Recently, hydrogels have been defined as two- or multi-component
systems consisting of a three-dimensional network of polymer chains and water
that fills the space between macromolecules. Depending on the properties of the
polymer (polymers) used, as well as on the nature and density of the network
joints, such structures in an equilibrium can contain various amounts of water;
typically in the swollen state, the mass fraction of water in a hydrogel is
much higher than the mass fraction of polymer. In practice, to achieve high
degrees of swelling, it is common to use synthetic polymers that are
water-soluble when in non-cross-linked form.

Hydrogels may be synthesized in a number of “classical” chemical
ways. These include one-step procedures like polymerization and parallel
cross-linking of multifunctional monomers, as well as multiple step procedures
involving synthesis of polymer molecules having reactive groups and their
subsequent cross-linking, possibly also by reacting polymers with suitable
cross-linking agents. The polymer engineer can design and synthesize polymer
networks with molecular-scale control over structure such as cross-linking
density and with tailored properties, such as biodegradation, mechanical
strength, and chemical and biological response to stimuli.
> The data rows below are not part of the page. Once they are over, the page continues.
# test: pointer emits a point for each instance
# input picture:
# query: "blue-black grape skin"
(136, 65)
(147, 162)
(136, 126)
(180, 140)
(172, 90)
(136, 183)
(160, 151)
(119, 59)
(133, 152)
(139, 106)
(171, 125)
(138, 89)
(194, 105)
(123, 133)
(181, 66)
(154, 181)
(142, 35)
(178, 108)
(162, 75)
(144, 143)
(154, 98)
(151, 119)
Hydrogels used in drug delivery are usually formed outside of the
body and impregnated with drugs before placement of the hydrogeledrug complex
in the body. A wide range of cross-linking strategies can be used, including UV
photopolymerization and various chemical cross-linking techniques. Such
cross-linking methods are useful only if toxic reagents can be completely
removed prior to hydrogel implantation, which may be difficult to achieve
without also leaching loaded drug out of the hydrogel. The main disadvantage of
such approaches is that the preformed material must be implanted, since bulk
hydrogels have a defined dimensionality and often high elasticity which
generally excludes their extrusion through a needle. The latter problem can
sometimes be circumvented by making the preformed gel into micro- or
nanoparticles. In some applications, the hydrogels can also be formed in situ
(i.e. in vivo), although one then has to consider the potential risks of
exposure to UV irradiation (and the need for additional equipment) or to
cross-linking chemicals.

Peptide hormones (TH) play an important role in the development of
human brain, by regulating the expression of specific genes. Selective
Alzheimer’s disease indicator-1 (seladin-1) is a recently discovered gene with
neuroprotective properties, which has been found to be down-regulated in brain
regions affected by Alzheimer’s disease. Seladin-1 has anti-apoptotic
properties mainly due to the inhibition of the activation of caspase 3.